# Suche Tastatur mit USB-Ports und Funktionstasten



## Schoschi (27. Dezember 2009)

Ich brauche eine Tastatur, die ich daheim nutzen kann, wenn ich am Laptop arbeite, da ich meine Laptoptastatur doch noch etwas schonen will. Da ich gelegentlich zocke (Shooter, RPG) und viel tippe weiß ich nicht, wie lange die das unbeschadet mitmacht 

Da mein Laptop nur über 3 USB Ports verfügt, sollte die Tastatur auch mindestens einen haben, wo ich dann die Maus anschließen kann, denn ein Port mit voller Spannung am PC selbst ist mir dann doch zu wenig 

Ziffernblock sollte auch enthalten sein. Da Lautstärkeregelung, Auswerfen von Dvds etc. nur über Funktionstasten einfach zu bedienen sind, sollten auch Funktionstasten enthalten sein, müssen aber garnicht viele sein.

Unendlich Platz besitze ich nicht, Formate wie G15 o.Ä. kann ich nicht gebrauchen, aber im Format der Apple Tastatur muss es auch nicht sein 

Zuletzt zum Budget: Wenn möglich sollte der Preis 30€ nicht überschreiten, ich brauche keine Megatastatur mit Display usw


----------



## konstantinkk (27. Dezember 2009)

Ich habe auch einen Laptop und habe mit als Zusatztastatur die Cherry G85-23100DE-0 eVolution Stream XT gakauft. Sie hat flache Tasten, wie bei einer Notebooktastatur und hat Zusatztasten zum lauter & leiser stellen, eine Lautlos-Taste und vor & zurück & play Tasten. Bin sehr zufrieden damit, da sie einen angenehmen Anschlag hat. Sie kostet aber nur 15€. Das Problem mit den USB Anschlüssen kann man mit nem HUB lösen.


----------



## gh0st76 (27. Dezember 2009)

Hama Penalizer Pro Gaming Keyboard: Amazon.de: Elektronik

Oder die hier. Wie die ist weiß ich leider nicht.


----------



## rebel4life (27. Dezember 2009)

Hama ist nicht gerade für die besten Tastaturen bekannt.

Die Cherry evolution Steam ist recht gut, die Tastaturen von Lenovo sind da vom Schreibgefühl halt noch besser.

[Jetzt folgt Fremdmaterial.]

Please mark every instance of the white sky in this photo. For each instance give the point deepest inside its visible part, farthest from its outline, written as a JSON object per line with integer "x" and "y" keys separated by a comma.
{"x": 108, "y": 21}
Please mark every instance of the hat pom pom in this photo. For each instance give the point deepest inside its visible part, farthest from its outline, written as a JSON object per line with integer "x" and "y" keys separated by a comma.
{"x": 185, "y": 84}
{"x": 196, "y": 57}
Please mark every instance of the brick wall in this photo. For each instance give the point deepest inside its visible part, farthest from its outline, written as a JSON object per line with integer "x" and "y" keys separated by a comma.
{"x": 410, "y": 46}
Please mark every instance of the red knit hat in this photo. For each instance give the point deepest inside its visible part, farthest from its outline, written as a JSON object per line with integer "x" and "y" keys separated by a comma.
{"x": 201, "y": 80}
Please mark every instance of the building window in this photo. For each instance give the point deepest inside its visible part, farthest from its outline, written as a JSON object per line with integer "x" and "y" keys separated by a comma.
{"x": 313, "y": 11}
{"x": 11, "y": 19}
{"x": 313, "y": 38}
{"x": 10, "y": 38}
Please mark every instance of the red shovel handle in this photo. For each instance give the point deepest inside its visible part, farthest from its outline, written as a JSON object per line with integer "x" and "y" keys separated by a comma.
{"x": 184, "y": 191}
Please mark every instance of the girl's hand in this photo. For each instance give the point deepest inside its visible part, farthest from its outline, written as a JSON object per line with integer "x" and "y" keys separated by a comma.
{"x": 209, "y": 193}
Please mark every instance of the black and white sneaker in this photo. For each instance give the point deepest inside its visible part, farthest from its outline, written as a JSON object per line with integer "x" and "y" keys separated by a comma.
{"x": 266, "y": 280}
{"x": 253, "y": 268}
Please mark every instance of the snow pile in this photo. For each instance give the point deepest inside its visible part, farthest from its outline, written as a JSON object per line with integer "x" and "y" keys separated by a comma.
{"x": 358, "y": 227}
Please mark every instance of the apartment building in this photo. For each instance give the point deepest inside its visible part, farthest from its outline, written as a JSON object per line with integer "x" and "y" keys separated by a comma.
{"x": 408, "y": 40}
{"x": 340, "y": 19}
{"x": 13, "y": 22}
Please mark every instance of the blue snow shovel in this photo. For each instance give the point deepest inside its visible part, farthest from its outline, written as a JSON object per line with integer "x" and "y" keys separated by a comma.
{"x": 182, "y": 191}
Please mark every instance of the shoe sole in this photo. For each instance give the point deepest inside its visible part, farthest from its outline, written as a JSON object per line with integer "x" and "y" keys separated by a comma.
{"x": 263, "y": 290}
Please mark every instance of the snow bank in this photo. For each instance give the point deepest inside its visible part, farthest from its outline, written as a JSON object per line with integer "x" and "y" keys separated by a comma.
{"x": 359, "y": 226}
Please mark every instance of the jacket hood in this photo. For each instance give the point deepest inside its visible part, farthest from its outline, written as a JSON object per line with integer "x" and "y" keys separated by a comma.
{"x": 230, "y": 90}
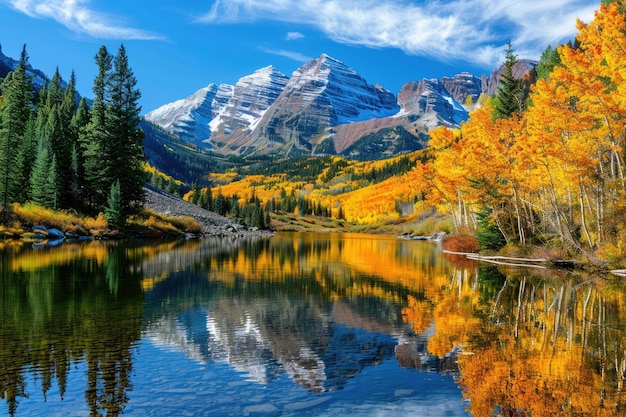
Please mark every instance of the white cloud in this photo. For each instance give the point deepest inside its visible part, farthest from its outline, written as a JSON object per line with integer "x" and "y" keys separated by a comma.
{"x": 292, "y": 36}
{"x": 471, "y": 30}
{"x": 78, "y": 17}
{"x": 296, "y": 56}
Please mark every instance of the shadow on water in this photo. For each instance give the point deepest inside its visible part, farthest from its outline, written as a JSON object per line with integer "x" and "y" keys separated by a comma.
{"x": 61, "y": 306}
{"x": 318, "y": 310}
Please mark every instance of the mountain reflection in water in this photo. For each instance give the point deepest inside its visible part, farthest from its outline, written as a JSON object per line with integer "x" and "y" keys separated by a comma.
{"x": 326, "y": 322}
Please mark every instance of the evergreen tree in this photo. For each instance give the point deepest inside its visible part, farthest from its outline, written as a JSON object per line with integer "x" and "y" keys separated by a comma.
{"x": 97, "y": 163}
{"x": 122, "y": 121}
{"x": 54, "y": 190}
{"x": 25, "y": 159}
{"x": 550, "y": 58}
{"x": 508, "y": 100}
{"x": 39, "y": 174}
{"x": 79, "y": 123}
{"x": 15, "y": 111}
{"x": 114, "y": 209}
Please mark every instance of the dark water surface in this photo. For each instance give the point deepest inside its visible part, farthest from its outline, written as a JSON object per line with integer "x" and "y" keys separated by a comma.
{"x": 301, "y": 325}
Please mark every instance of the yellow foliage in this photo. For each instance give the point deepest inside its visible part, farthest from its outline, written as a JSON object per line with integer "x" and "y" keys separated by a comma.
{"x": 99, "y": 223}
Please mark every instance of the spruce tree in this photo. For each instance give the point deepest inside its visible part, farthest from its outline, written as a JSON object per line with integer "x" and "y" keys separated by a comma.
{"x": 550, "y": 59}
{"x": 508, "y": 100}
{"x": 114, "y": 209}
{"x": 39, "y": 174}
{"x": 79, "y": 124}
{"x": 15, "y": 111}
{"x": 123, "y": 119}
{"x": 97, "y": 163}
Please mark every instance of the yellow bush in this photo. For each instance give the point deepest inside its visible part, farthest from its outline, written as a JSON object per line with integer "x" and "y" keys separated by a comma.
{"x": 99, "y": 223}
{"x": 185, "y": 224}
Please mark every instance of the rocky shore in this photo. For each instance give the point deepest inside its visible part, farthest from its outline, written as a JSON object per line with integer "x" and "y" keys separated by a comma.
{"x": 212, "y": 223}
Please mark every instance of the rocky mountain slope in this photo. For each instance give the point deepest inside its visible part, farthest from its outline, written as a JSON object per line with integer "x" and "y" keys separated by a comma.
{"x": 325, "y": 107}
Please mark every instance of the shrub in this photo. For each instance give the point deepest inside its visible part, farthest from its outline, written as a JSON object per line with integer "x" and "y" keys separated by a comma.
{"x": 32, "y": 214}
{"x": 100, "y": 223}
{"x": 460, "y": 242}
{"x": 185, "y": 223}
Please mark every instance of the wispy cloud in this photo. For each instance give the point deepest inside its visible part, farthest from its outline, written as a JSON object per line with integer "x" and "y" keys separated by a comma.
{"x": 292, "y": 36}
{"x": 296, "y": 56}
{"x": 78, "y": 17}
{"x": 470, "y": 30}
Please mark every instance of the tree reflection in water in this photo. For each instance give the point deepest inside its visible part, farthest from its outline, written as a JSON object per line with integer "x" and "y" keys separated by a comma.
{"x": 57, "y": 310}
{"x": 319, "y": 309}
{"x": 533, "y": 342}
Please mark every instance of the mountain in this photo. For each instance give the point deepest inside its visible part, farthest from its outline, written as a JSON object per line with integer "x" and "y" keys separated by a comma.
{"x": 251, "y": 98}
{"x": 8, "y": 64}
{"x": 324, "y": 108}
{"x": 189, "y": 118}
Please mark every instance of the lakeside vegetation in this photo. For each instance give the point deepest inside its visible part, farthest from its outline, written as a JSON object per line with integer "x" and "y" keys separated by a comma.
{"x": 532, "y": 167}
{"x": 541, "y": 165}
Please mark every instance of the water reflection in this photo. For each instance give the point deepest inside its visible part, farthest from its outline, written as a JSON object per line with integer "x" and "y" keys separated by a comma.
{"x": 58, "y": 308}
{"x": 539, "y": 343}
{"x": 317, "y": 310}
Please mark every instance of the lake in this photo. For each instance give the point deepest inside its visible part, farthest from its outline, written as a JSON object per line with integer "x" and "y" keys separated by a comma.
{"x": 302, "y": 325}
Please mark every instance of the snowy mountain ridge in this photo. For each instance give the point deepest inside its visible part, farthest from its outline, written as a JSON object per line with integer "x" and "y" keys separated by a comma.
{"x": 324, "y": 108}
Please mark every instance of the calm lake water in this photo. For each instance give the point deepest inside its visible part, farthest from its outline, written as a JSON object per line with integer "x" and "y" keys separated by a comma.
{"x": 301, "y": 325}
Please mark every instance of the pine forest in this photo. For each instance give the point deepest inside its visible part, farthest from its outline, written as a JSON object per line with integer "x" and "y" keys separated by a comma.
{"x": 539, "y": 164}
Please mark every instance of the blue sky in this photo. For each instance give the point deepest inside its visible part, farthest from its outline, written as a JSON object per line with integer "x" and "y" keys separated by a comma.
{"x": 178, "y": 47}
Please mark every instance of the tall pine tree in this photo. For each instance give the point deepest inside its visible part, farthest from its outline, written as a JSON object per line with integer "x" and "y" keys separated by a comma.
{"x": 123, "y": 118}
{"x": 114, "y": 141}
{"x": 15, "y": 111}
{"x": 509, "y": 99}
{"x": 97, "y": 144}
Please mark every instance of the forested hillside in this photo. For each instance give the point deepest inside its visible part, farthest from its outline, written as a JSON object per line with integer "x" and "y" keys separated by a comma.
{"x": 540, "y": 165}
{"x": 61, "y": 154}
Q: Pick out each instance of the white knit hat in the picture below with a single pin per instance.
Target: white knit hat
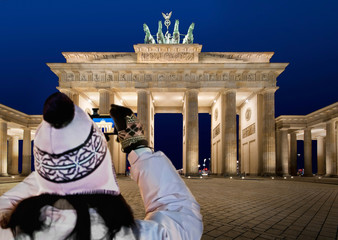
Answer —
(74, 159)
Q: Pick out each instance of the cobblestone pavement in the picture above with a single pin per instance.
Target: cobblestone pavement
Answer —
(255, 208)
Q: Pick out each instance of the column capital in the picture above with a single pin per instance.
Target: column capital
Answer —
(139, 90)
(269, 90)
(103, 90)
(192, 90)
(319, 137)
(332, 120)
(229, 90)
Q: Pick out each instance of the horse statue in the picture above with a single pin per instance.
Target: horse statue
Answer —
(176, 34)
(189, 38)
(148, 37)
(159, 35)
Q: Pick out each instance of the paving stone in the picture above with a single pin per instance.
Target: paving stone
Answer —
(264, 209)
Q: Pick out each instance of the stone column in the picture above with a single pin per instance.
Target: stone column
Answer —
(67, 92)
(279, 167)
(3, 147)
(269, 147)
(320, 155)
(229, 132)
(143, 111)
(330, 149)
(13, 160)
(191, 132)
(307, 153)
(26, 152)
(105, 101)
(293, 153)
(284, 152)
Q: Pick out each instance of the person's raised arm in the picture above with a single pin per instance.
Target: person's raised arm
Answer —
(166, 198)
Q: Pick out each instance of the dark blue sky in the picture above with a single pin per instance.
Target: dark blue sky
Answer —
(303, 33)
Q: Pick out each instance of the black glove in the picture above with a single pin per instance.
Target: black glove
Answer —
(129, 129)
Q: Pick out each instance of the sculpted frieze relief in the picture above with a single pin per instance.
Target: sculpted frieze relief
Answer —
(109, 77)
(70, 77)
(74, 57)
(232, 56)
(167, 57)
(83, 77)
(167, 76)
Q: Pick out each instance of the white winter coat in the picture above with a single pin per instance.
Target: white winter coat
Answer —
(171, 210)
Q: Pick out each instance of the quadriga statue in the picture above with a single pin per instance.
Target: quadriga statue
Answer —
(176, 34)
(189, 38)
(148, 38)
(159, 35)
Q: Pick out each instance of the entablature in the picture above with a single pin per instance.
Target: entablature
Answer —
(13, 116)
(312, 120)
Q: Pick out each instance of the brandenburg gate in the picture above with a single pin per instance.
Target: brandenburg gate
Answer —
(179, 78)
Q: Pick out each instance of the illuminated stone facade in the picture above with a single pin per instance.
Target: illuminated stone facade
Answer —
(179, 78)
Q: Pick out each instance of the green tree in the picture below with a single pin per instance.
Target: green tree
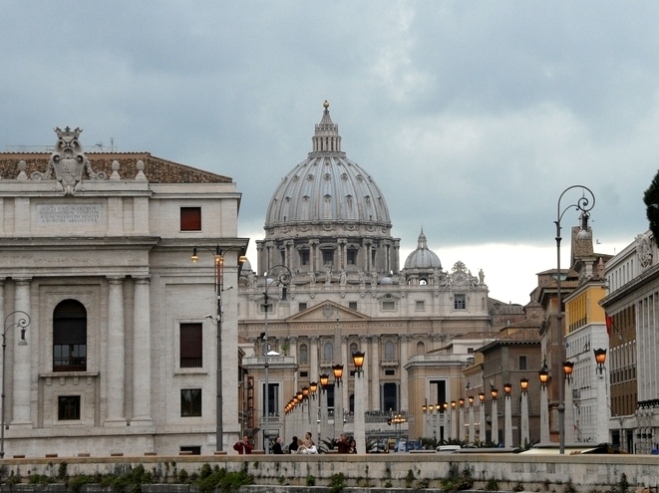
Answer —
(651, 199)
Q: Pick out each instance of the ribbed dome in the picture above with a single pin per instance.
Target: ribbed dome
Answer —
(327, 187)
(422, 257)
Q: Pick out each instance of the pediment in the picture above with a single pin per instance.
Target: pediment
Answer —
(328, 311)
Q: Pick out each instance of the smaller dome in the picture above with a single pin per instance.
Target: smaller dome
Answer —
(422, 257)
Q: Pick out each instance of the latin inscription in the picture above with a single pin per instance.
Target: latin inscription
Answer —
(69, 214)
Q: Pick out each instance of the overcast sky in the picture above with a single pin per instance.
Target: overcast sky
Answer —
(472, 117)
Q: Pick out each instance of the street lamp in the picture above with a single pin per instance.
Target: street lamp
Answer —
(22, 324)
(360, 424)
(219, 288)
(525, 438)
(283, 279)
(584, 205)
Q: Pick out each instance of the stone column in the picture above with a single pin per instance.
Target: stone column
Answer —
(544, 415)
(116, 356)
(22, 355)
(375, 373)
(142, 353)
(404, 398)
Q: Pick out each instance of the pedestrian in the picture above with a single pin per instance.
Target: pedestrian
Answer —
(244, 447)
(292, 447)
(276, 447)
(342, 444)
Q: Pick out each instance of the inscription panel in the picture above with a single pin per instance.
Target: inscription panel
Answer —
(69, 213)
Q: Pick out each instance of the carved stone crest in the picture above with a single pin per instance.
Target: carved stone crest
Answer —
(68, 161)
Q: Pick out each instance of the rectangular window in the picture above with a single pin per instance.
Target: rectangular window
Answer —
(191, 341)
(522, 362)
(273, 399)
(190, 218)
(328, 257)
(190, 402)
(68, 407)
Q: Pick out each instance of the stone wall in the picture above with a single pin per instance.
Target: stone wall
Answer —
(587, 473)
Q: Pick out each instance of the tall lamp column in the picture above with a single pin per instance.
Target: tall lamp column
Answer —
(482, 430)
(525, 438)
(543, 375)
(219, 287)
(584, 205)
(21, 320)
(360, 395)
(283, 279)
(463, 428)
(508, 437)
(495, 416)
(472, 424)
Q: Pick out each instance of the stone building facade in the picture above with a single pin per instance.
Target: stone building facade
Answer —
(335, 286)
(108, 345)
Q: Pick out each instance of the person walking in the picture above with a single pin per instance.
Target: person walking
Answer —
(293, 446)
(244, 447)
(276, 447)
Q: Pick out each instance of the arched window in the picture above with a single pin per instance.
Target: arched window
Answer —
(70, 336)
(389, 351)
(328, 352)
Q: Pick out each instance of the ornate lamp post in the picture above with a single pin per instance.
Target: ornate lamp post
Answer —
(525, 438)
(568, 366)
(21, 320)
(508, 425)
(472, 425)
(337, 370)
(482, 430)
(495, 415)
(283, 279)
(543, 375)
(324, 419)
(602, 430)
(462, 420)
(584, 205)
(219, 288)
(360, 424)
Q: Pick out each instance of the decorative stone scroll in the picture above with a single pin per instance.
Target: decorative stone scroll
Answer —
(68, 161)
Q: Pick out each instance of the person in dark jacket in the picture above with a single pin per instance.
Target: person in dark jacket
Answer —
(276, 447)
(292, 448)
(244, 447)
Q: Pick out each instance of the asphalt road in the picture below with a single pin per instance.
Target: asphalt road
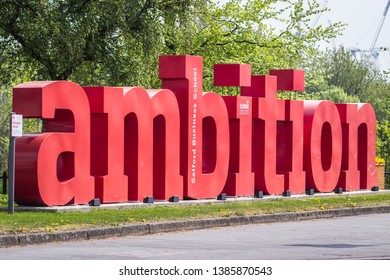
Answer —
(359, 237)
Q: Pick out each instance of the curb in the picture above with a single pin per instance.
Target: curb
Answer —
(163, 227)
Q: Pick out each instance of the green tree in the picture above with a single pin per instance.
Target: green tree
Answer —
(117, 42)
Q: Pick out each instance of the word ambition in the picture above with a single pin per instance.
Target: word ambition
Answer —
(128, 143)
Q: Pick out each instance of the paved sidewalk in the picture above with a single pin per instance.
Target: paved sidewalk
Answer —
(152, 228)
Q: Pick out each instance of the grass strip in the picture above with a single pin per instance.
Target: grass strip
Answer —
(31, 222)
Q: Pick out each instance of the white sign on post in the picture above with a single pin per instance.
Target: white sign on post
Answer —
(17, 126)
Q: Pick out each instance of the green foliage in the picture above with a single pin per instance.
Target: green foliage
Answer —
(27, 222)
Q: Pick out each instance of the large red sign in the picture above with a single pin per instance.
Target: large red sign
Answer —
(128, 143)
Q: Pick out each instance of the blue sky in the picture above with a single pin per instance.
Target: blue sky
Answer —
(363, 18)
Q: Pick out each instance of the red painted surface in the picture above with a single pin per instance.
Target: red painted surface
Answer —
(126, 144)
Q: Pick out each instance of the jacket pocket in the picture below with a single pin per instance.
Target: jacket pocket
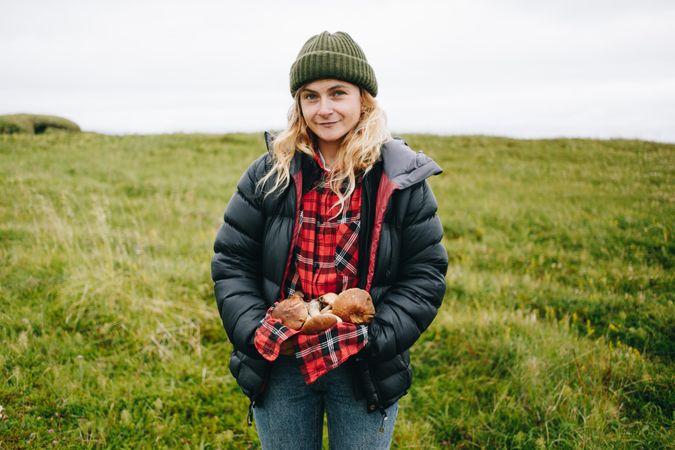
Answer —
(251, 374)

Ein USB Hub bekomms du für 5-10€, das würde ich nicht als Kriterium setzen.

Dell hat auch ne Tastatur mit vielen Multimediatasten und USB Ports.


----------



## Schoschi (27. Dezember 2009)

Wegen dem USB Hub hatte ich nur Angst, dass die "Power" dann nicht reicht, um alle Geräte zu erkennen etc. 
Sind meine Sorgen da unbegründet? Wenn ja würde ich die Cherry Evolution Stream nehmen, die sagt mit sehr zu


----------



## rebel4life (27. Dezember 2009)

Ne Tastatur und Maus brauchen zusammen vieleicht 100-200mA, der USB Anschluss schafft 500mA, notfalls kann man immer noch nen aktiven Hub nehmen und bei Bedarf das Netzteil anstecken.


----------



## gh0st76 (27. Dezember 2009)

Ist vielleicht nicht die Super Gamingtastatur, aber für den Preis ist die ok.


----------



## Blue_Gun (27. Dezember 2009)

Ich glaube, dass du für 15€ nichts besseres findest als die Cherry!

Wenn du 44€_(Bei Euronics) _ausgeben würdest, bekämest du die Microsoft Sidewinder X6


----------



## netheral (28. Dezember 2009)

Wegen den USB Ports: An meine G11 damals konnte ich nichts anschließen. Es wurde nicht erkannt.
Ich habe die Tastatur damals einmal ausgetauscht, die folgende hatte das gleiche Problem.

Als ich dann einen anderen PC ausprobiert hatte, tat sich - tada - nichts.

Kann sein, dass ich 2x Pech hatte und andere Tastaturen da besser sind, jedoch ist das für mich ein Krieterum gewesen, mir lieber ne USB Slotblende in die Kiste zu braten als mich auf die Ports in einer Tastatur zu verlassen.

Mit Hubs ohne eigenen Strom habe ich übrigens das gleiche Problem: Kaum habe ich 2 Sticks dran, fahren alle PCs, zu denen ich zugang habe (2 PCs, 1 Schleppi) nicht mehr hoch.


----------



## konstantinkk (28. Dezember 2009)

Zu der Stromversorgung der HUBs: ich denke nicht, dass, wenn du deine Tastatur und ne Maus an einen Anschluss steckst es iwie zu Problemen führt. Zumal die Cherry nicht mal beleuchtet ist. Das sollte also kein Problem darstellen.


----------